# Homework Help: Rotating solid's volume

1. Aug 4, 2010

### justin345

1. The problem statement, all variables and given/known data

the region bounded by parabola y=x2, the line x=1, and x axis is rotated about y-axis. Find volume of the resulting solid.

2. Relevant equations

3. The attempt at a solution

Area: Pi*x4
V=integral 1->0 Pi*x4 dx=.....=1/5Pi

2. Aug 4, 2010

[STRIKE]yep, that's right.[/STRIKE]

Last edited: Aug 4, 2010
3. Aug 4, 2010

### Dick

No, I don't think it is right. You are thinking about the wrong region. Read the problem again.

4. Aug 4, 2010

### 3songs

I think he is talking about the region beneath the parabola, between x=0 and x=1 bounding x-axis.

5. Aug 4, 2010

[STRIKE]height of function is x^2....distance from axis of revolution is x...so isn't it
[/STRIKE]

EDIT: nvm...oops I just realized it's not pi*r^2....it's 2*pi*r.

OP, listen to Dick :).

6. Aug 4, 2010

### justin345

Should I use the formula 2 Pi R, which is
2 Pi x2

v=integral 1-->0 2 Pi x2 dx=2 Pi x3/3=2/3 Pi.

7. Aug 4, 2010

r = x = distance from y axis (axis of rotation). Also, you need to multiply that by the height of the shell, which is y(x) = x^2.

8. Aug 4, 2010

### justin345

I am sorry, I don't understand what you are saying...

9. Aug 4, 2010

10. Aug 4, 2010

### justin345

Is this the correct beginning?

11. Aug 5, 2010

No, r is x, not x^2. Look/learn the explanation on wikipedia.

12. Aug 5, 2010

### justin345

Please check if I got the problem right.

In this problem, y=x2
x=sqrt(y)
A=Pi r2
r2=x2=y
V=integral 1->0 Pi y dy= pi y2/2 =Pi 1/2=

1/2 Pi

Please confirm if I got it right or no?

13. Aug 5, 2010

### Dick

The answer is right but the region is wrong. But you are getting there. What you have is the volume of the region bounded by y=1, x=0 and y=x^2, rotated around the y-axis. Are you drawing a sketch of these regions? It would really help. Compare that with the region you were supposed to work with. You could get the answer by subtracting what you got from a cylinder of radius 1 and height 1. If you've drawn the regions, you'll know why that's true.

14. Aug 5, 2010

### justin345

That's not right, the volume if the region is bounded by the line x=1 and x axis.

15. Aug 5, 2010

No, you misunderstood Dick. He said "What you have is the volume of the region bounded by y=1, x=0 and y=x^2, rotated around the y-axis."

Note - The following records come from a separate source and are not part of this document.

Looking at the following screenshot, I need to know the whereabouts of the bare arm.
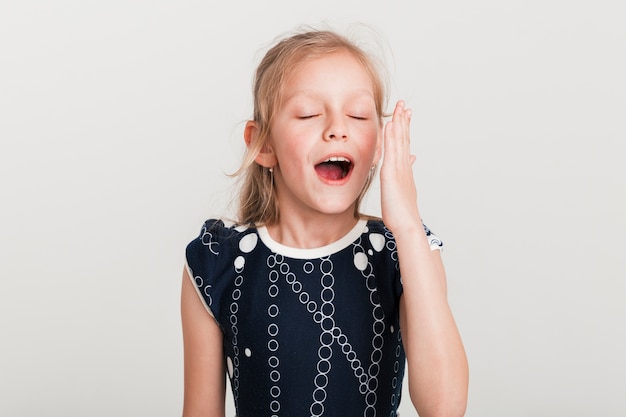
[181,268,226,417]
[380,102,468,417]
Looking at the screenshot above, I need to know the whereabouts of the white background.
[0,0,626,417]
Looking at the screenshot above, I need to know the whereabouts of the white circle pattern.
[194,226,404,417]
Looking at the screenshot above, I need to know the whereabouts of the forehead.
[282,51,374,100]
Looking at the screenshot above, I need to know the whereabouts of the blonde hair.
[233,28,387,225]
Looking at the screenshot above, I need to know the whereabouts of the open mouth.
[315,156,352,181]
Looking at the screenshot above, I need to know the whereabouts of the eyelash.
[298,114,367,120]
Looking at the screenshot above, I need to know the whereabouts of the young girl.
[181,30,468,417]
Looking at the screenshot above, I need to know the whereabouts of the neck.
[267,210,358,249]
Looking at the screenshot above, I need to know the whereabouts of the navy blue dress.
[187,220,441,417]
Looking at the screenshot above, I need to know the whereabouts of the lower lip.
[315,168,352,185]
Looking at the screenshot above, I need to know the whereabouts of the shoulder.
[186,219,258,258]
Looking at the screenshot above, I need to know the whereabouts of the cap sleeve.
[185,220,232,323]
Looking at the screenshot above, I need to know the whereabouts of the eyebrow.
[283,89,374,103]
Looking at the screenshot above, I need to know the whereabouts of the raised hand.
[380,101,422,234]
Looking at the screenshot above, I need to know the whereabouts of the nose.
[324,116,348,141]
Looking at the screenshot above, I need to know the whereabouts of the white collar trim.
[257,219,367,259]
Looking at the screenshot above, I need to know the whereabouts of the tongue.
[315,163,344,180]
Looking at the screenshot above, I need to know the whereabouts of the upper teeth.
[324,156,350,162]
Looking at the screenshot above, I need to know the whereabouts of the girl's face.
[269,52,381,217]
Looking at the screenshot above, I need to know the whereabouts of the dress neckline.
[257,219,367,259]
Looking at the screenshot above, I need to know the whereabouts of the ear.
[243,120,278,168]
[372,124,384,165]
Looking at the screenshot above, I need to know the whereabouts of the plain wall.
[0,0,626,417]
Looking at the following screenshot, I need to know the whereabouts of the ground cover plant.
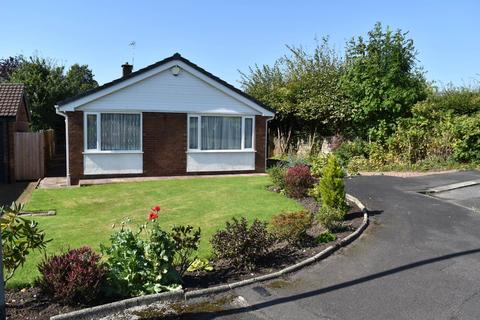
[14,176,302,287]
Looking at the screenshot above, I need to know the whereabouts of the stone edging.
[50,194,368,320]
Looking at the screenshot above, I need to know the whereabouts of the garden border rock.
[50,194,369,320]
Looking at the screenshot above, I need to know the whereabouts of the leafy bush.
[334,139,369,167]
[286,153,309,168]
[310,153,328,178]
[453,113,480,163]
[210,217,275,269]
[267,165,287,190]
[101,206,180,297]
[170,225,201,276]
[285,165,314,198]
[347,156,369,176]
[315,230,337,243]
[0,203,51,283]
[187,258,213,272]
[38,247,107,304]
[318,154,348,212]
[317,206,345,231]
[270,211,312,245]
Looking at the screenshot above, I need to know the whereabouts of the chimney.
[122,62,133,77]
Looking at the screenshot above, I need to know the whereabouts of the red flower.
[148,211,158,221]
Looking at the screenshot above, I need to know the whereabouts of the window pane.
[87,114,97,149]
[188,117,198,149]
[201,116,242,150]
[101,113,141,150]
[244,118,253,149]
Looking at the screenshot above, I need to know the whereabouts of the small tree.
[319,154,348,213]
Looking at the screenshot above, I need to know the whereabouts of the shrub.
[170,225,201,276]
[267,165,287,190]
[285,165,314,198]
[334,139,369,167]
[310,153,328,178]
[347,156,369,176]
[318,155,348,212]
[101,206,180,297]
[0,203,51,283]
[38,247,107,304]
[317,206,345,231]
[271,211,312,245]
[210,217,275,269]
[187,258,213,272]
[315,230,337,243]
[286,153,309,168]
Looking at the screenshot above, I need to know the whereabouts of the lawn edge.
[50,194,369,320]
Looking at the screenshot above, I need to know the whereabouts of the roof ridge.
[57,52,275,113]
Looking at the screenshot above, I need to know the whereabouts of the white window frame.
[187,114,255,153]
[83,111,143,154]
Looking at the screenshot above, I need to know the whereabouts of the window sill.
[186,150,256,153]
[83,150,143,154]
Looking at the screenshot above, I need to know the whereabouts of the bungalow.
[55,53,275,184]
[0,83,30,183]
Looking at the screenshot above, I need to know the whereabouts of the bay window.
[188,115,254,151]
[85,113,142,151]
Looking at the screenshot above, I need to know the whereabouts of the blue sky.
[0,0,480,86]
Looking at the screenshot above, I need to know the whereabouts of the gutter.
[55,105,70,186]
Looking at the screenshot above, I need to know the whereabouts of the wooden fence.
[15,130,55,180]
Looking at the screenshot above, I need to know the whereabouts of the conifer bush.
[312,154,348,230]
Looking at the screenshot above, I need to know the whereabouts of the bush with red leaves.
[38,247,107,304]
[285,165,315,198]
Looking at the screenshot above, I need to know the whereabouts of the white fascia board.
[58,60,275,117]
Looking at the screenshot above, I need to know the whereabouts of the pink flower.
[148,212,158,221]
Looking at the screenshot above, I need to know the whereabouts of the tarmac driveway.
[172,172,480,320]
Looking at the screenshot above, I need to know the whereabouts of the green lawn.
[9,176,301,286]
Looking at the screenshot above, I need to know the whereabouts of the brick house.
[0,83,30,183]
[56,53,275,184]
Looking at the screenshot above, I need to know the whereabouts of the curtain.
[87,114,97,149]
[101,113,141,150]
[188,117,198,149]
[201,116,242,150]
[244,118,253,149]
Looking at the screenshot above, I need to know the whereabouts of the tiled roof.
[57,53,275,113]
[0,83,25,117]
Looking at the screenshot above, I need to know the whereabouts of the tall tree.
[0,55,24,82]
[342,22,427,136]
[65,63,98,96]
[10,57,98,130]
[241,38,349,151]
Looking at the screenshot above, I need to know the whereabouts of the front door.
[0,122,8,183]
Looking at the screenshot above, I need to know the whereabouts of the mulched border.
[6,190,363,320]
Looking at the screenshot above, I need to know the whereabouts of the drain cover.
[252,286,272,297]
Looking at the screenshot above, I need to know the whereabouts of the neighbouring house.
[0,83,30,183]
[56,53,275,184]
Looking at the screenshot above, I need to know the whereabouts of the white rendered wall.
[83,153,143,175]
[187,151,255,172]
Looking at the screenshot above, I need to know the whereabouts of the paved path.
[175,172,480,320]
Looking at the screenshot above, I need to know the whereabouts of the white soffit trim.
[58,60,275,117]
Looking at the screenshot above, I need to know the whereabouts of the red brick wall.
[67,111,83,184]
[67,111,267,184]
[143,112,187,176]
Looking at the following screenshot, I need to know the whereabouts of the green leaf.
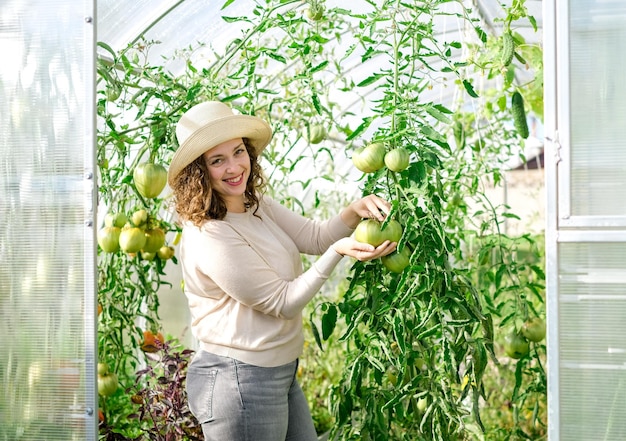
[357,74,385,87]
[309,61,328,73]
[463,80,478,98]
[322,303,337,340]
[309,320,324,351]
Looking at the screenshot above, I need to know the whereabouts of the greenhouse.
[0,0,626,441]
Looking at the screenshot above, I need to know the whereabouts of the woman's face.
[202,138,251,212]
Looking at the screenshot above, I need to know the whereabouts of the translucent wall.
[544,0,626,441]
[0,0,98,441]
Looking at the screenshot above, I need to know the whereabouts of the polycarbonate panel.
[558,242,626,441]
[0,0,97,441]
[566,0,626,218]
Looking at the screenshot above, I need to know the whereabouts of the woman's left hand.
[333,237,398,262]
[341,194,391,228]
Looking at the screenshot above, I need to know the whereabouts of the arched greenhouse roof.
[97,0,542,206]
[97,0,543,110]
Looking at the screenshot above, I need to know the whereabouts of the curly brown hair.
[172,138,265,227]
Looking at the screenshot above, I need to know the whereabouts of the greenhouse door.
[0,0,98,441]
[544,0,626,441]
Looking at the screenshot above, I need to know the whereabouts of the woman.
[168,102,396,441]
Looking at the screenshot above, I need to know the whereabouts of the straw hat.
[167,101,272,185]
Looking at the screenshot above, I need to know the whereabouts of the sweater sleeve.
[264,197,354,255]
[183,224,342,320]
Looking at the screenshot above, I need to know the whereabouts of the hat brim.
[167,115,272,186]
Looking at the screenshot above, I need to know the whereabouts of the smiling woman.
[169,102,396,441]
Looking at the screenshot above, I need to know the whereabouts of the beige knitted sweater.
[179,196,353,367]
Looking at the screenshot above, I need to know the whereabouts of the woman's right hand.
[333,237,398,262]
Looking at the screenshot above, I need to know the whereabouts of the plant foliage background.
[98,0,547,440]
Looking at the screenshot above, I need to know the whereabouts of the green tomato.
[385,147,410,172]
[142,228,165,254]
[380,247,411,274]
[504,330,530,359]
[120,227,146,253]
[381,219,402,242]
[354,219,385,247]
[521,317,546,343]
[98,363,109,375]
[354,219,402,247]
[130,209,148,227]
[104,213,128,228]
[352,142,385,173]
[157,246,176,260]
[133,162,167,198]
[97,226,122,253]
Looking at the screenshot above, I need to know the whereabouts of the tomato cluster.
[352,142,411,173]
[97,209,175,260]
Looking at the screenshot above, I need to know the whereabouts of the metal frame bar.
[543,0,556,441]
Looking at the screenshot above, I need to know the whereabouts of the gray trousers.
[187,350,317,441]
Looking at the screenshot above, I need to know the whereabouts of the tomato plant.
[352,142,385,173]
[97,226,122,253]
[97,0,545,440]
[521,317,546,343]
[133,162,167,198]
[504,330,530,358]
[385,147,410,172]
[380,247,411,273]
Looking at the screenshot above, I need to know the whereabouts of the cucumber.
[452,121,465,149]
[500,31,515,67]
[511,91,529,139]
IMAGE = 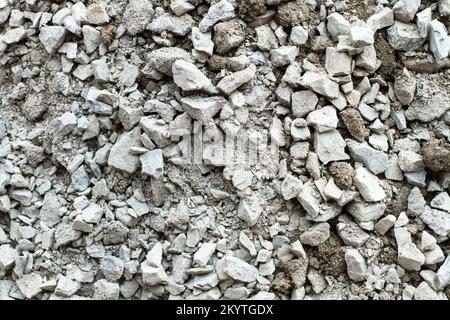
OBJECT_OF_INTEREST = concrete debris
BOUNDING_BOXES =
[0,0,450,300]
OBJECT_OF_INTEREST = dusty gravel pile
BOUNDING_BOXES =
[0,0,450,300]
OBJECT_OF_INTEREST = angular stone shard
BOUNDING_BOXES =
[180,96,228,123]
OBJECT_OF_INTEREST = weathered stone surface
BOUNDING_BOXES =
[314,130,350,164]
[108,128,141,173]
[222,256,259,282]
[181,96,228,122]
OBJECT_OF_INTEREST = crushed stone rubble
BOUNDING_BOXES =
[0,0,450,300]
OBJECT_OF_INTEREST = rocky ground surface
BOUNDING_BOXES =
[0,0,450,300]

He's knows this is the incorrect region. But this is what you have when you showed your solution in the previous post. Your answer, $$\frac{\pi}{2}$$, is the volume obtained from this incorrect region. Fix your region and you will fix your answer.

16. Aug 5, 2010

The mistake you are making is you are not realizing that the distance $$r$$ from the axis of revolution is INDEPENDENT of the function $$y(x).$$ You need to be able to visualize how this volume is found.